Consider the following equation in y: Ay2 – 3y + 4 = 0.

What is the range of possible values for A such that the two roots are both real?

Homework Equations

The Attempt at a Solution

Not sure how to approach this problem.

 

[fzero]

Can you express the roots in terms of A? Do you know what the discriminant is for a quadratic equation?

 

[mwhowell]

what is a discriminant?

 

[Mark44]

The discriminant is the quantity inside the square root in the quadratic formula. You know the quadratic formula, right?

 

[mwhowell]

yea i know the quadratic formula but we are not given the value inside the square root. all the info we are given is stated in the problem up there

 

[Mark44]

The value of the discriminant tells you how many real solutions there are.

If the discriminant > 0, there are two real solutions.
If the discriminant = 0, there is one real solution.
If the discriminant < 0, there are no real solutions (there are two complex solutions).

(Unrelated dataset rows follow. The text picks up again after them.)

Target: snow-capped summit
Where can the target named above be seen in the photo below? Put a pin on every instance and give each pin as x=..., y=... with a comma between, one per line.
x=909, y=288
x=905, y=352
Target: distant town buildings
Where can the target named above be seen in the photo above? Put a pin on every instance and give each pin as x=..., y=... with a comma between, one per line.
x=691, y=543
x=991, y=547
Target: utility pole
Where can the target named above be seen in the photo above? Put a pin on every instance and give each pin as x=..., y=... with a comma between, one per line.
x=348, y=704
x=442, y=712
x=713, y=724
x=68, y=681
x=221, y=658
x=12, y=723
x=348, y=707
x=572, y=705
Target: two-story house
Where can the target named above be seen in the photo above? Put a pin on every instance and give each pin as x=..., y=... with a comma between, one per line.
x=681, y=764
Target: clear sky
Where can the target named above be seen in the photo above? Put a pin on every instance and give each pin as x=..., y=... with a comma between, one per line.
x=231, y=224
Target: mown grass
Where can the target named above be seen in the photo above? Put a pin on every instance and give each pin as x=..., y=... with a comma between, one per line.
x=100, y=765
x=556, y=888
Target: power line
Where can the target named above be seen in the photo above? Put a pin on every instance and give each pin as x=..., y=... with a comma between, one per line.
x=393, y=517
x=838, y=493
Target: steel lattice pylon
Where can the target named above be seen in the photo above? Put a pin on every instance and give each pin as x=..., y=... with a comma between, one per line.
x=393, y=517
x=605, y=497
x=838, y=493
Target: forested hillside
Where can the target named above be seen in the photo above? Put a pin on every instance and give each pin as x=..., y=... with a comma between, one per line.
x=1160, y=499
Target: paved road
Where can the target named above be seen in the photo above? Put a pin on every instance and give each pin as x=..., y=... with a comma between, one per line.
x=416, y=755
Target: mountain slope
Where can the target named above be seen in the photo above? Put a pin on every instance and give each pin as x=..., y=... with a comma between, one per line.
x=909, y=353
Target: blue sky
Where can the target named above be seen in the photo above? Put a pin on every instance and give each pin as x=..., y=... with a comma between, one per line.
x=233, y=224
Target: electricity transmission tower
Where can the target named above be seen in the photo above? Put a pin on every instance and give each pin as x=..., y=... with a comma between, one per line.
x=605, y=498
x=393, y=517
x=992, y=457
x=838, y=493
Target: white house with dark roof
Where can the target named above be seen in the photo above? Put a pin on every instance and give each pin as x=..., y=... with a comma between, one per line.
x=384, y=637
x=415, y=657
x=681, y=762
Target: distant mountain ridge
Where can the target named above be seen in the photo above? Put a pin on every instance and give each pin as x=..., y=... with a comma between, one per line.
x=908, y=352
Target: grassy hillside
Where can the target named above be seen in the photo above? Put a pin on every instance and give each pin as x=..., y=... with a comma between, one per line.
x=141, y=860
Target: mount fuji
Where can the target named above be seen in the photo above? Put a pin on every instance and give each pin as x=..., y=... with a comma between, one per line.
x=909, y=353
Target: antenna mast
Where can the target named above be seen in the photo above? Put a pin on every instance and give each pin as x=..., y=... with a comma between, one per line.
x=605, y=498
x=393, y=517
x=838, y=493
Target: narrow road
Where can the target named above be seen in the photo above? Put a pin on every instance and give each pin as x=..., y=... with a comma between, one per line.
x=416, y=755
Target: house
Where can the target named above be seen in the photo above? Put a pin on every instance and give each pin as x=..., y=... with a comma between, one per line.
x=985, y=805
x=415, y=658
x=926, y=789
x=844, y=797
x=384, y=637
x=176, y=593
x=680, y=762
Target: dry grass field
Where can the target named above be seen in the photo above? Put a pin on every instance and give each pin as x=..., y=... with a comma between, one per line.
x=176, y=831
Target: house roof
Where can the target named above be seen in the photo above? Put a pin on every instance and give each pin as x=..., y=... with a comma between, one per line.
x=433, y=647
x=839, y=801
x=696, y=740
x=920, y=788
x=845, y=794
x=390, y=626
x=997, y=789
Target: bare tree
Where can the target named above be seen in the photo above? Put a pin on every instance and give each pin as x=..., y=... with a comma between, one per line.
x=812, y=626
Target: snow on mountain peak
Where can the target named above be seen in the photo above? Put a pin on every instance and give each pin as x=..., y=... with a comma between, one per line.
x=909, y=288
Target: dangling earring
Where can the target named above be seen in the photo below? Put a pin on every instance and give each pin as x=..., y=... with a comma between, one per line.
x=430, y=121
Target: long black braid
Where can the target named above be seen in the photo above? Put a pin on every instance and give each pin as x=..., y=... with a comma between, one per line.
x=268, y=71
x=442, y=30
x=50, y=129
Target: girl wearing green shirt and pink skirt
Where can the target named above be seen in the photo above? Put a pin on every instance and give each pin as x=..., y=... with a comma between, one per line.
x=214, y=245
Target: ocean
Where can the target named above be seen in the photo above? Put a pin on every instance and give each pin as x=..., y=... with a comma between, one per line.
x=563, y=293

Do you know how to use the quadratic formula?

 

[mwhowell]

yea i know how to use the quadratic formula but i am still really confused

 

[fzero]

Well as a first step, can you use the quadratic formula to determine an expression for the roots of A y² – 3y + 4 = 0? Once you do that, you might want to carefully examine the quantity in the square root.

 

[symbolipoint]

Basically they are trying to say that the discriminant must be greater than or equal to zero; find A.

 

[eumyang]

Basically they are trying to say that the discriminant must be greater than or equal to zero; find A.

Not greater than or equal to zero; just greater than. The original problem:

Consider the following equation in y: Ay2 – 3y + 4 = 0.

What is the range of possible values for A such that the two roots are both real?

 

[symbolipoint]

Yes. I see. TWO ROOTS REAL. Otherwise only one root.